Billionaire entrepreneur Elon Musk’s recent trip to China has been met with adoration and appreciation from the Chinese public, along with the opportunity to engage with three government ministers. During his visit, Musk held meetings with China’s foreign, commerce, and industry ministers, as well as enjoying a dinner with Zeng Yuqun, chairman of leading battery supplier CATL.
While the details of these conversations remain undisclosed, the Chinese social media sphere has been flooded with admiration for Musk. Users have hailed him as a global icon and expressed their desire for someone like him in China’s ranks.
Following his departure from Beijing, Musk’s private jet headed to Shanghai, where Tesla’s manufacturing plant is located. Notably, his visit has generated significant attention compared to other CEOs and occurs amidst growing tensions between the United States and China. Chinese audiences have displayed a keen interest in Musk’s viewpoints on electric vehicles and artificial intelligence.
Even the dinner menu shared by Musk and Zeng at the Man Fu Yan restaurant became a topic of conversation. The elaborate 16-course meal featured imagery of two rearing horses, a clever nod to Musk’s Chinese name and a description of Tesla as a groundbreaking force in the automotive industry.
Despite his propensity for making waves on social media, Musk has refrained from making public statements during his visit, considering that Twitter is inaccessible in China. However, the foreign ministry quoted Musk as referring to the interconnectedness of the U.S. and Chinese economies and expressing his opposition to their separation.
This trip marks Musk’s first visit to China in three years, coinciding with Tesla facing increasing competition from domestic electric vehicle manufacturers. There is also some uncertainty regarding the expansion plans for the Shanghai plant. Sources indicate that Musk is expected to meet other high-ranking Chinese officials and visit the Shanghai facility later in the week, potentially including a meeting with Chinese Premier Li Qiang, as previously sought by Musk.

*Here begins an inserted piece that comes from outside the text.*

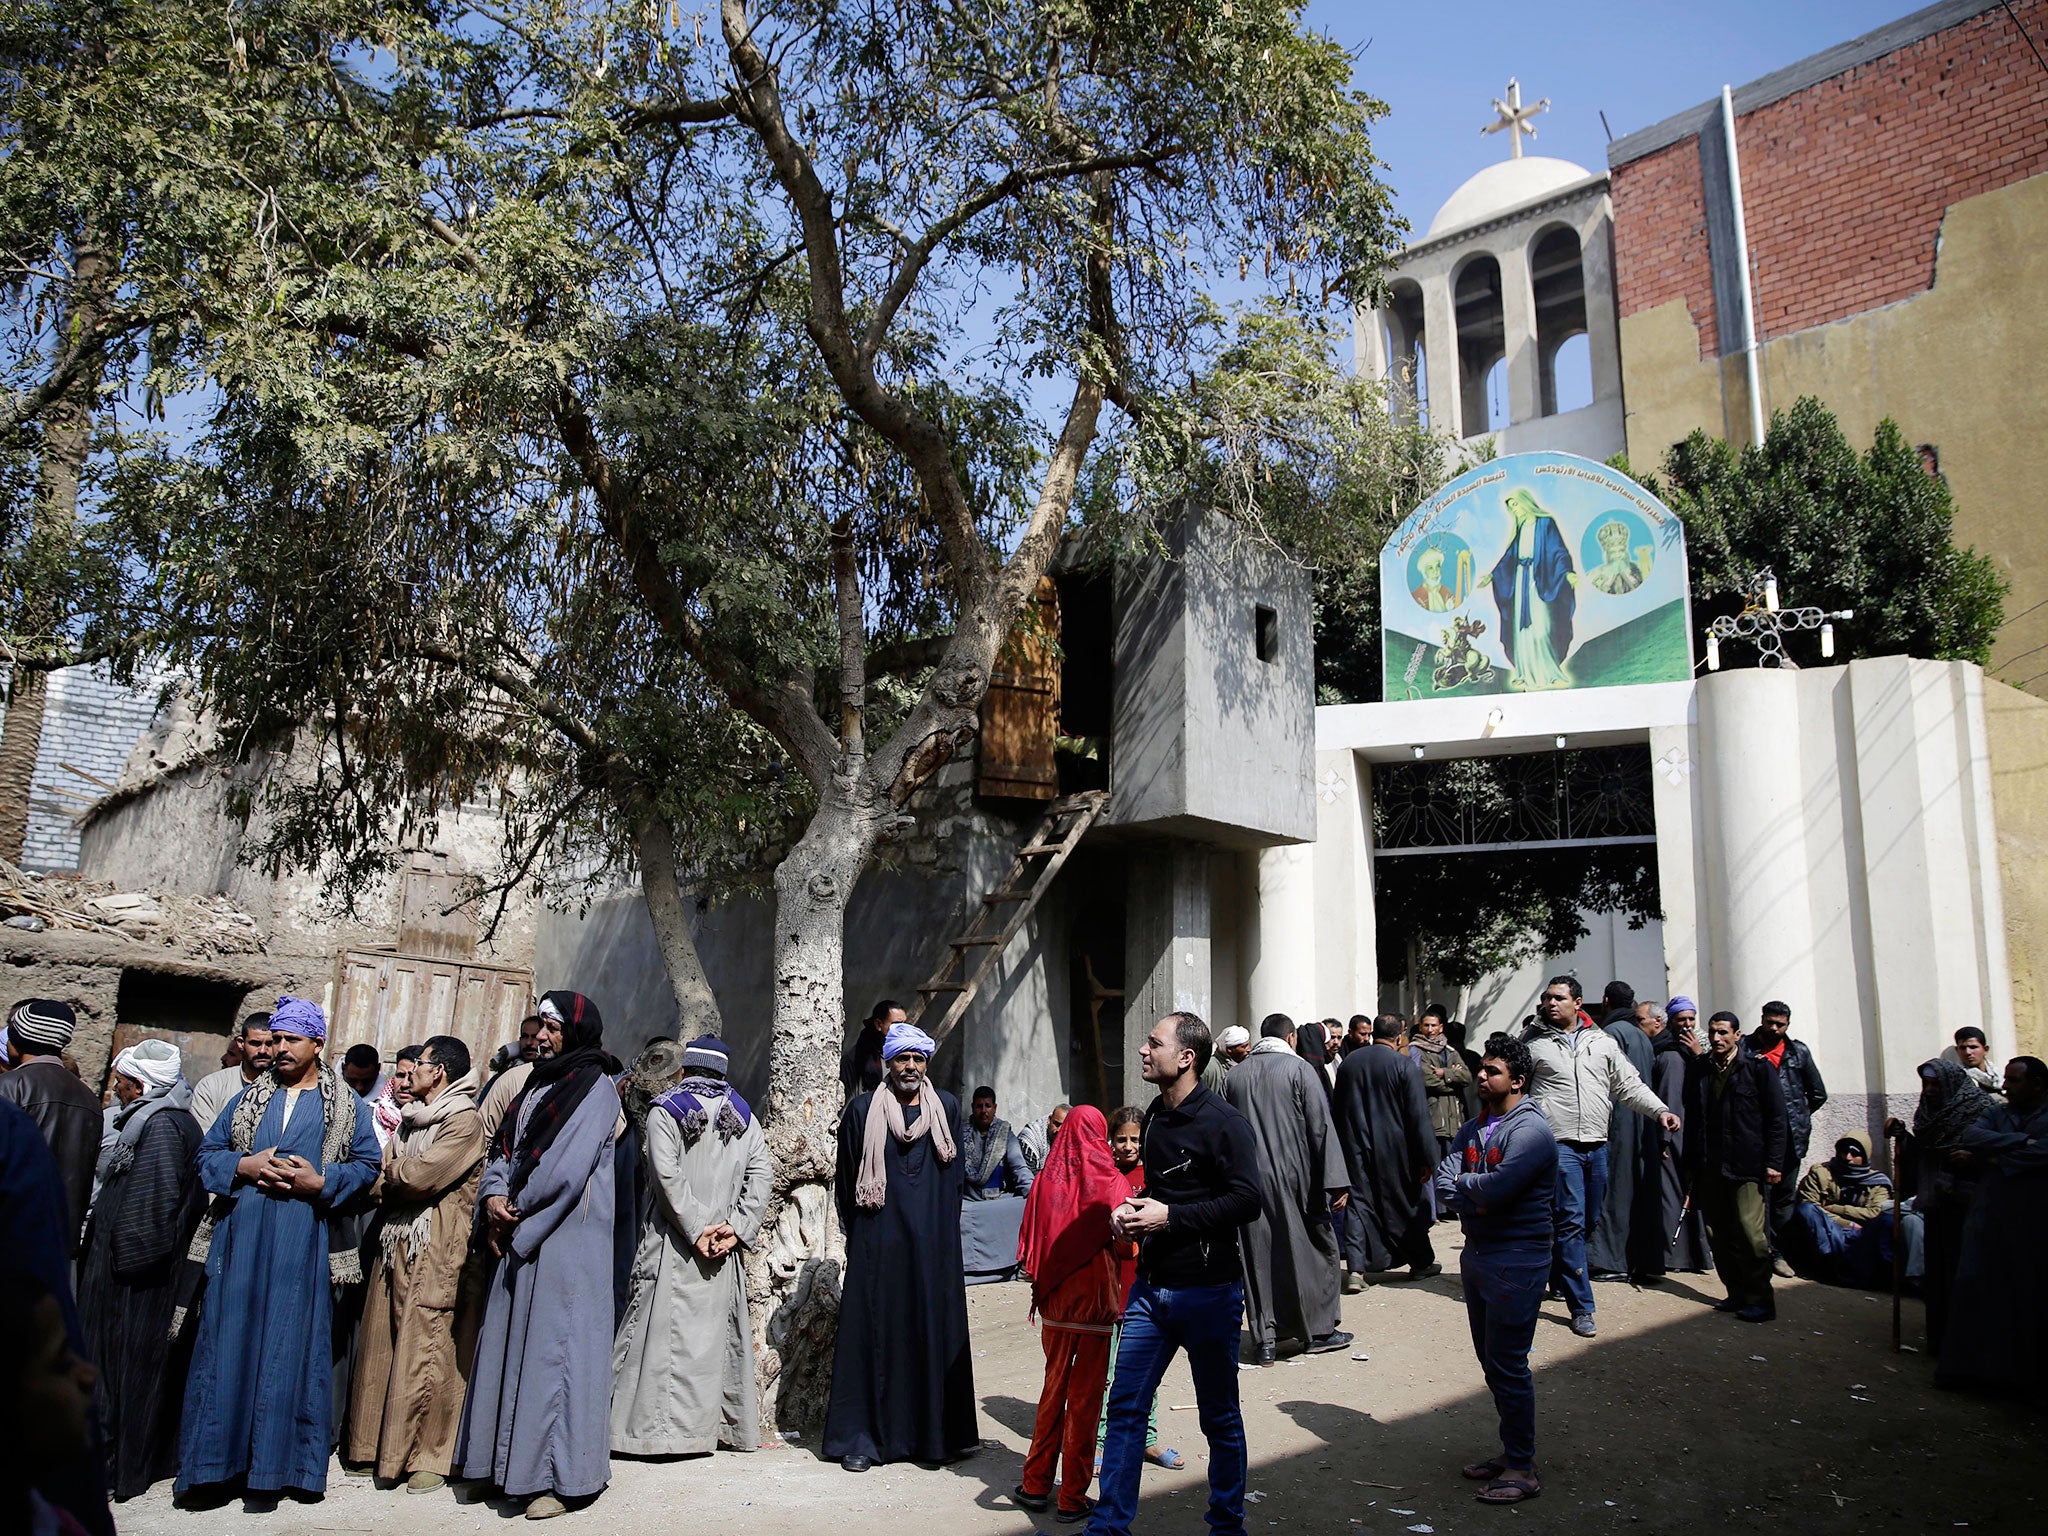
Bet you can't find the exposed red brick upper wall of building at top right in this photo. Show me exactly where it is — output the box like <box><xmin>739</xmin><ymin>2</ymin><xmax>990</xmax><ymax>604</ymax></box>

The Shanghai factory has already made a significant contribution to Tesla’s global output, producing over 700,000 Model Y and Model 3 vehicles last year. Any regulatory obstacles to further expansion remain unclear at this time.
Investors are also eagerly awaiting clarity on whether Chinese regulators will approve Tesla’s advanced driver assistance features for release. While these features are available in the United States as part of the “Full Self Driving” software, their approval for Chinese markets remains uncertain.